Art and science
This is a fascinating salon. It seems to me that the art historical approach will not solve origin issues. Mostly because these woven pieces are essentialy anonymous. And as Sophia might suggest anonymous is a woman.
One character who is missing from the discussion is the sheep. This domesticated companion, wool, milk and meat provider could produce evidence of a new kind.
Why not develop typologies based upon comparison of D.N.A. taken from rug fiber? Such a study would be far more effective with nomadic goods where the rug and the sheep are well aquainted. It's quite possible this would open new areas of investigation.
In any case I'm sure some of you will have fun with the idea.
That's a cool idea. Don't forget the cameliids They get nasty when ignored
This might work especially well for dating old Navajo and other American textiles, because there are fairly precise dates available for when certain breeds of sheep were introduced to them - sometimes with disastrous results. I think it was the Merino type whose wool was too soft & fine? It wouldn't be hard to check. Another time the Army took away the Navajo's sheep and they almost starved - this was during the very bad times, when The People were being hunted down and taken to Bosc Redondo - they suffered horribly.
At other times the weavers used commercially spun & dyed Germantown wool. This was four-ply, very fine, and came in brilliant colors.
Anyway I believe the Merino idea didn't last very long and the old Churro breed regained its place of honor.
Curiously, I believe some Oriental rugs are made from New Zealand wool.
Greg, Sophia -
The notion of using wool in rug attribution is one being actively worked on.

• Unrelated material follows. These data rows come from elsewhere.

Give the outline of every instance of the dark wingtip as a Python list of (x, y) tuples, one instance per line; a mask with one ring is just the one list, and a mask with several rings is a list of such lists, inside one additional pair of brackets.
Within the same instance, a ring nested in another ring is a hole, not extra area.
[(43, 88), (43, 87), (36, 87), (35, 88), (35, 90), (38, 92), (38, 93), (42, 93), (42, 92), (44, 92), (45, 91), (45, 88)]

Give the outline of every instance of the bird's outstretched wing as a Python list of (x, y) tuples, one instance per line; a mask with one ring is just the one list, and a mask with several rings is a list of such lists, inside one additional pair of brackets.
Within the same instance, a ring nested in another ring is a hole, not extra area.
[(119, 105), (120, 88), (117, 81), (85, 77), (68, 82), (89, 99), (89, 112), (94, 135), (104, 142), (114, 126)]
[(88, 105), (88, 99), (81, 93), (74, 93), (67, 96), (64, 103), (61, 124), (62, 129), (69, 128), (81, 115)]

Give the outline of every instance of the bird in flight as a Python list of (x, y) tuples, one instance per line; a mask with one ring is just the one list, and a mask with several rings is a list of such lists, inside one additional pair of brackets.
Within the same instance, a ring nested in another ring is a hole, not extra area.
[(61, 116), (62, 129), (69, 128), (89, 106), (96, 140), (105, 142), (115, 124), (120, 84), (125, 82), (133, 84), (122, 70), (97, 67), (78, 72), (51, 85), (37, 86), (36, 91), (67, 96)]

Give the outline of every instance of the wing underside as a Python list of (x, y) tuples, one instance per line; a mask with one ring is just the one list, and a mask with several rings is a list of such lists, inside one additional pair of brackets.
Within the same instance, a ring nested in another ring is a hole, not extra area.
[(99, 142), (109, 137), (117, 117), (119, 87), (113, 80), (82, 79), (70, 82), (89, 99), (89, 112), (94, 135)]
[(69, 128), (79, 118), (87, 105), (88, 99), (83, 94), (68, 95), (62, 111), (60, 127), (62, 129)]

A couple of years ago, Ned Long, a trained working scientist, gave a lecture at a TM rug convention that got "pushed off the stage" prematurely by a schedule that ran late.
In it Ned talked in part about the liklihood that we will soon be able to analyze wool and tell where the sheep it came from grazed. Now wool often travels after sheering but this could help a lot in many instances.
And, Sophia, of course you are right that Merino wool has been used for some time in oriental rugs. "Manchester Kashans," seen nowadays to be very collectible were the result of a Kashan wool merchant having a lot of Merino wool from New Zealand, who decided to ask his wife to weave some rugs from it, and sent it to Manchester, England for processing before weaving. And some contemporary producers (for example, Chris Walters in his Tibetan production in Nepal) mix Tibetan wool which is quite rough with Merino to give some softness without entirely giving up strength.